1. A fairly consistent and persistent complaint from the employers has been the lack of employability skills in school-leavers or , as Holt puts it, ‘work readiness’. CBI have gone so far as define what they mean by employability. These include communication, literacy and application of numeracy
2. Wolfe emphases the importance for all 16-19 year olds to obtain a grade C or above in GCSE English or Maths and this is a view echoed by both unions and employers.
3. I can remember complaints from employers about the lack of numeracy and literacy amongst school-leavers going back to the 1980’s. Wolfe expresses concern over the fact that 50% of pupils were leaving with poor Maths and English grades. There was some suggestion by Wolfe that changing the style of teaching might improve results. That might make a difference in a small number of cases but I doubt that accounts for poor results on this scale and running as a perennial headache for schools covering the full spectrum of abilities in their students.

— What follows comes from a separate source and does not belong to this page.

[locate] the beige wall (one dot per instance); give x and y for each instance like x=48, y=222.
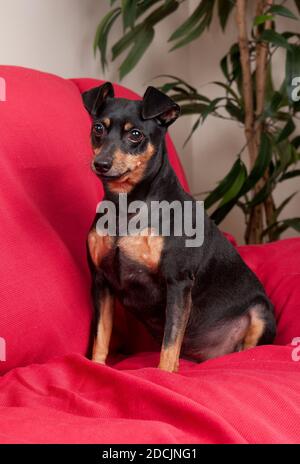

4. There has been a tacit admission of defeat built into the system with the introduction of Keyskills and other watered down versions of these subjects. Schools were also able to mask results by pushing maths equivalent qualifications onto the least able. There is, however, a continual denial at work here.
5. At what point do we come to accept that the bar for Maths and English GCSE is set too high for a sizeable minority of Key Stage 4 pupils and that to continue to force-feed this academia into pupils who have reach their plateau is constantly reinforcing a notion of inadequacy within them.
6. I support the notion of high standards in our GCSE syllabus and was just as appalled as everyone-else at the suggestion that some of the syllabi had been dumbed down in order to improve the pass rates. I’d like to think that process is being reversed. However, we need to differentiate between academic Maths and English needed for further study at Key Stage 5 and everyday Maths and English needed for the workplace.
7. Not everybody needs to know how to write a university-grade essay or be savvy in the solving of quadratic equations. That is not everyday English or Maths. Indeed, the CBI goes on to give examples of what it means by the application of numeracy . It refers to basic arithmetic and percentages, calculating the change (for customers), working out a discounted price or estimating materials needed.
8. I argue that our desire to teach all pupils the full syllabus with its inherent assumption of progression to A-level is crowding out the time a sizeable number of those pupils need to get a fuller grasp of the basics.
9. I propose therefore that GCSE standard for English and Maths be split into two. The common core curriculum element is mandatory on all pupils and should be restricted to testing the pupils ability in everyday English and Maths.
10. This could be examined as Ordinary Maths and English. It should be attainable at grade C or above by all but the least able of pupils and that will be the requirement for acceptance onto intermediate or advanced apprenticeships after the age of 16.
11. This is not simply a case of stripping out the foundation tier of the existing syllabi. The syllabi for ordinary English and Maths need to be rewritten to exclude those topics that are not consider relevant to everyday use. Employers should have exclusive ownership of these syllabi.
12. Ordinary English paper could, for instance, concentrate on straightforward reading comprehension tests and writing short reports in the appropriate vernacular for business. I would also see a case for given the oral English element a 25% weighting on the final exam . It does not receive any weighting at present.
13. In short, the ordinary maths and English syllabi should concentrate exclusively on getting pupils upto the standard of maths and English required by employers – not that required by universities. It should be used to the address CBI concerns on communication, literacy and numeracy. Employers would come to see the ordinary English an Maths results as a meaningful guide to a students command of everyday English and Maths.
14. The rest of GCSE syllabus should be transferred to a separate examination as Further Maths and Further English. These exams will available as options of the Key Stage 4 curriculum and would mainly be of interest to students looking to pursue academic tracks after the age of 16.
15. The GCSE standard is therefore achieved by sitting both ordinary and further papers. If anything, this will allow the bar to be raised for further Maths and English without being concerned about leaving other pupils behind.
16. There maybe some that argue splitting Maths and English in this way may lead to pupils being stigmatised. I don’t accept that. My proposals would allow some pupils to aspire to a A-grade in an English or Maths GCSE paper as opposed to a grade C in foundation tiers. I reiterate the concern of trying to force unnecessary and irrelevant levels of Maths and English onto pupils irrespective of their abilities.
17. Sector training Boards should also be able to devise their own further Maths and English course through City and Guilds or BTEC. This may occur where a sector requires a higher level of maths than the common core provides but not the full GCSE syllabus. An example would be a further maths course, at key stage 4, to support apprentices in the engineering sector. This would mean national trade associations and professional bodies, through their sector training boards, will be able to specify maths and English required by the for every level of their apprentices. This notion could continue into Key Stage 5. Some Sector Training Boards may be content to simply specify that Further Maths/English would be required at Key Stage 4.
18. I would then be comfortable requiring all under 19’s to obtain a grade C or higher in Maths and English ,as per the Wolfe recommendation, provided this applied to my notion of ordinary Maths and English and not the current GCSE syllabi.